Font size
WorksheetsPoster Kompetisi Akuntansi 2026
Total questions: 100
Worksheet time: 51mins
Persamaan dasar akuntansi adalah …
Harta = Utang − Modal
Harta = Modal − Utang
Harta = Utang + Modal
Harta = Modal + Laba
Harta = Pendapatan − Beban
Laporan keuangan yang menunjukkan posisi keuangan suatu perusahaan adalah …
Laporan Laba Rugi
Laporan Arus Kas
Neraca
Laporan Perubahan Modal
Laporan Produksi
Perusahaan yang mengubah bahan baku menjadi barang jadi disebut …
Perusahaan Dagang
Perusahaan Jasa
Perusahaan Manufaktur
Perusahaan Holding
Perusahaan Distributor
Biaya yang dikeluarkan untuk memperoleh bahan baku hingga siap diproduksi disebut …
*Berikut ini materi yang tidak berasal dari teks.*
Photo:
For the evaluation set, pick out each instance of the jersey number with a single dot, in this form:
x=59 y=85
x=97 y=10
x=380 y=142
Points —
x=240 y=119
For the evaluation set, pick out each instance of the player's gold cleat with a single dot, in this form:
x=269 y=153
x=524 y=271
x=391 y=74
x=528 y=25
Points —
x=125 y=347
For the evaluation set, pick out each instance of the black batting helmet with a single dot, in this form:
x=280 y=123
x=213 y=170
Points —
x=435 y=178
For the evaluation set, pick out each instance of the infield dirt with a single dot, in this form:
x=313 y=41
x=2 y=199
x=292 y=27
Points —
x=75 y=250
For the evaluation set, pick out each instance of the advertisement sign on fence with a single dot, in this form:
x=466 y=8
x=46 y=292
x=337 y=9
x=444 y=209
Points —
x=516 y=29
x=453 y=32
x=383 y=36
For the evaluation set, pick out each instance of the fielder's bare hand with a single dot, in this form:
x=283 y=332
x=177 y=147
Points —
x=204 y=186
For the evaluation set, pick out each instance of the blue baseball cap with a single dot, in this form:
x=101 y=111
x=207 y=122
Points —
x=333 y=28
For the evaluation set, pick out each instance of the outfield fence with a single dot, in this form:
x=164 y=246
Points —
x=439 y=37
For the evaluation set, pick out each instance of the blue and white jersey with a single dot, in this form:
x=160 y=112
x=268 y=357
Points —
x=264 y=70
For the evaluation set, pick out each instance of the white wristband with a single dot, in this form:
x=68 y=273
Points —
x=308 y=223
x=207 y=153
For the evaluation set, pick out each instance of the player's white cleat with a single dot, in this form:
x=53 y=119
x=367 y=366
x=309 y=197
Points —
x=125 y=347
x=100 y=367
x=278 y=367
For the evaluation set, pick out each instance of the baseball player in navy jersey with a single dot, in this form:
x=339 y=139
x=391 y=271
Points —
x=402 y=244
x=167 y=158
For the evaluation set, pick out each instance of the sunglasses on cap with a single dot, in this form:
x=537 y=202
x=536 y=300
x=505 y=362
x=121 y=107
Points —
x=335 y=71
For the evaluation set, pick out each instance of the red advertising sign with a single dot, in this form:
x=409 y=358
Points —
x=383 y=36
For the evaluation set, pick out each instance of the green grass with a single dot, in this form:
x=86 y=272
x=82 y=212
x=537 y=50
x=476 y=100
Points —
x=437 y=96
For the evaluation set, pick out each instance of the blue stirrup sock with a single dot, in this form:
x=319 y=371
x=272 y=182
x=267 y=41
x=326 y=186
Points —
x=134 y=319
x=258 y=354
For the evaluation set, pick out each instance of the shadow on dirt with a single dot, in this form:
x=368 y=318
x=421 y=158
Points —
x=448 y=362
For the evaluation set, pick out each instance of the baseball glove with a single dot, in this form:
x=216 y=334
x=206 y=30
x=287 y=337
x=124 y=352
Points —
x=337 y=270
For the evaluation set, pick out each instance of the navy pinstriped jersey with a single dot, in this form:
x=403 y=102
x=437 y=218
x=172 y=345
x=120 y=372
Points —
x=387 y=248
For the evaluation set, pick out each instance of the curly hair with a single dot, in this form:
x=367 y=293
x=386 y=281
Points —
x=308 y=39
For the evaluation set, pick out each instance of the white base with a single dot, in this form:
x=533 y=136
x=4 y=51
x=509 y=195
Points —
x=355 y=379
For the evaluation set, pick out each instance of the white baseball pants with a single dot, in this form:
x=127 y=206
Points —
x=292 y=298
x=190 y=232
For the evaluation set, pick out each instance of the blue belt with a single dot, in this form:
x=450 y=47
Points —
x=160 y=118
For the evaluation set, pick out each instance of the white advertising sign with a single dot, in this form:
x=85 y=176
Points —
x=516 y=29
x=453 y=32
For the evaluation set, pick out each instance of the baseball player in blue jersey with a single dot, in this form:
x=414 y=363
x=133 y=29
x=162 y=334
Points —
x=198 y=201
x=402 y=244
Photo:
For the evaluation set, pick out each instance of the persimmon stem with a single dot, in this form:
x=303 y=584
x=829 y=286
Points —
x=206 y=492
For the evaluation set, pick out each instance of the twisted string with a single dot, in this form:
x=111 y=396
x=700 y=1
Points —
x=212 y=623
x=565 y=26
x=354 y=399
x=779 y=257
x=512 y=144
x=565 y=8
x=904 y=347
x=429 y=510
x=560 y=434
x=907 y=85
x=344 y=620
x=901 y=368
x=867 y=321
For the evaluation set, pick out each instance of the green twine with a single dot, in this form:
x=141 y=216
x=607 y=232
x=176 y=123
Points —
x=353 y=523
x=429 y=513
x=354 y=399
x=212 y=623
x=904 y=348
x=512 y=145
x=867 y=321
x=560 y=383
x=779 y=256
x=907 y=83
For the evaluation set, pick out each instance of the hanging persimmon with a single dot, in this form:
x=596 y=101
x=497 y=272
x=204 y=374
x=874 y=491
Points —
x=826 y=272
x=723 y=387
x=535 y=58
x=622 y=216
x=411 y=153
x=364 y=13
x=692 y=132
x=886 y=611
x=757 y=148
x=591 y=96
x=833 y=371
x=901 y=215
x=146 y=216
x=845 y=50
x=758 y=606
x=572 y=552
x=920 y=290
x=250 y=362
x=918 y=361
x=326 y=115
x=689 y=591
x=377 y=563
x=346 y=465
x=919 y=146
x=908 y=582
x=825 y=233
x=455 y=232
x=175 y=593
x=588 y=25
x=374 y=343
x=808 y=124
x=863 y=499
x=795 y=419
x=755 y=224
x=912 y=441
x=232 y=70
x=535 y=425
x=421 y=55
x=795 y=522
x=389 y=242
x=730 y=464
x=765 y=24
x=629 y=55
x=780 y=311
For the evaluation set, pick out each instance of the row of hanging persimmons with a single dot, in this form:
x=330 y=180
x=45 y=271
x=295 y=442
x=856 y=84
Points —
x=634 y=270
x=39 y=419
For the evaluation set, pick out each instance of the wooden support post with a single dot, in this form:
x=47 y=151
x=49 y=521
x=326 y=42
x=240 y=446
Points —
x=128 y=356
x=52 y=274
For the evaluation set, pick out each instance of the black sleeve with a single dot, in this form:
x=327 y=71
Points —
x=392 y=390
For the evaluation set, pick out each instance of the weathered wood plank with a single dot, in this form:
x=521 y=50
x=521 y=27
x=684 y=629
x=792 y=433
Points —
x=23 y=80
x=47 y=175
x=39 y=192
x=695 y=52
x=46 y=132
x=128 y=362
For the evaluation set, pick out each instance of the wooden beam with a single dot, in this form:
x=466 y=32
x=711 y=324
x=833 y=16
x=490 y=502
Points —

Biaya Tenaga Kerja Langsung
Biaya Bahan Baku
Biaya Overhead Pabrik
Biaya Administrasi
Biaya Pemasaran
Akun yang termasuk kelompok aktiva lancar adalah …
Utang Bank
Gedung
Piutang Usaha
Modal
Pendapatan Diterima Dimuka
Laporan tambahan yang hanya ada pada perusahaan manufaktur adalah …
Laporan Arus Kas
Laporan Perubahan Ekuitas
Laporan Harga Pokok Produksi
Neraca
Laporan Laba Rugi
Akun perlengkapan setelah digunakan dicatat ke dalam akun …
Pendapatan
Utang Usaha
Beban Perlengkapan
Modal
Kas
Akun “Kas” bertambah di sisi …
Kredit
Debit
Utang
Modal
Pasiva
Penyusutan gedung dicatat ke dalam akun …
Beban Administrasi
Beban Penyusutan
Utang Jangka Panjang
Peralatan
Modal
Fungsi utama akuntansi adalah …
Menghitung laba
Menghitung harga jual
Mengolah data keuangan menjadi informasi
Membayar pajak
Membuat arus kas
Persediaan akhir bahan baku dihitung dengan rumus …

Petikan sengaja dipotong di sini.